The Key to a Great Story – Character Basics

The Key to a Great Story – Character Basics

My series ‘The Key to a Great Story’, based on the ‘who, what, where, why and how’ is my guide for an absolute beginner looking to write fantasy fiction. I start now with ‘who’ and the bare bone basics of characters.

Who is in your story is a fundamental part of your writing. There are many types of characters in a story. Major characters, minor characters, and background people.

Major characters generally fall into two categories. The protagonist who is usually the main character in the story, and the antagonist who the protagonist works against. On the most simple of levels, the first is good and the latter is evil; this is particularly true of fantasy writing. The hero of the story works to try and defeat the villain.

However, they are not alone; both sides are normally accompanied by a series of minor characters. There are two main reasons for this; one it is more plausible that the hero and the villain wouldn’t be alone and two both of them need other people to talk to besides each other. While I’m not averse to some inner monologue and some action description, fiction is best told in the conversations that characters have with one another.

Unless you’re writing a short story or at a push a novella you can’t write a story with just two characters especially in novels. If you want to try to at any length, you really need to have a very tight hold over your plot. You also need to make damn sure you don’t go down the route of the antagonist having a boastful speech about their superiority or evil plot, when in truth if they just got on with being evil/annoying/victorious they wouldn’t give the protagonist time to figure out how to defeat them. So likely as not you’re going to need to create some minor characters as well.

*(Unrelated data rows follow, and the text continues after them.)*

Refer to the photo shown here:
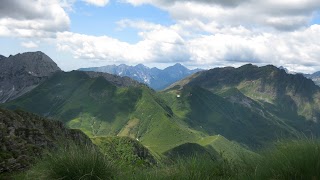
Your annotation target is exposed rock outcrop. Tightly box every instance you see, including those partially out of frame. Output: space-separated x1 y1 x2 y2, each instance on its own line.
0 51 60 103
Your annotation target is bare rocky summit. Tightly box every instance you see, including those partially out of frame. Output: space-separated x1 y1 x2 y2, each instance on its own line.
0 51 61 103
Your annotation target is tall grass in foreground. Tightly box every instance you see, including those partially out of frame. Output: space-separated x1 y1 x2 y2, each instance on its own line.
122 140 320 180
18 140 320 180
255 139 320 180
24 145 116 180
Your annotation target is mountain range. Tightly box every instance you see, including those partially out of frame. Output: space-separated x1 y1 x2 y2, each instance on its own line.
0 52 320 177
0 52 61 103
4 51 320 153
79 63 201 90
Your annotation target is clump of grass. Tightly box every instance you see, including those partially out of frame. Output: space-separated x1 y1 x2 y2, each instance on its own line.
122 154 246 180
255 139 320 179
25 145 116 180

Then you have the background people; you won’t need to know too much about them but the reader does need to know who else might be there and how they generally react in certain situations. They include crowds, other kids in a classroom/workers in an office/ fighters in a battle etc. If you’re going to be writing any scene like this, don’t forget you’re going to need background people to add depth to your story.

Well there you go, the bare bone basics of who you might have to include in your writing.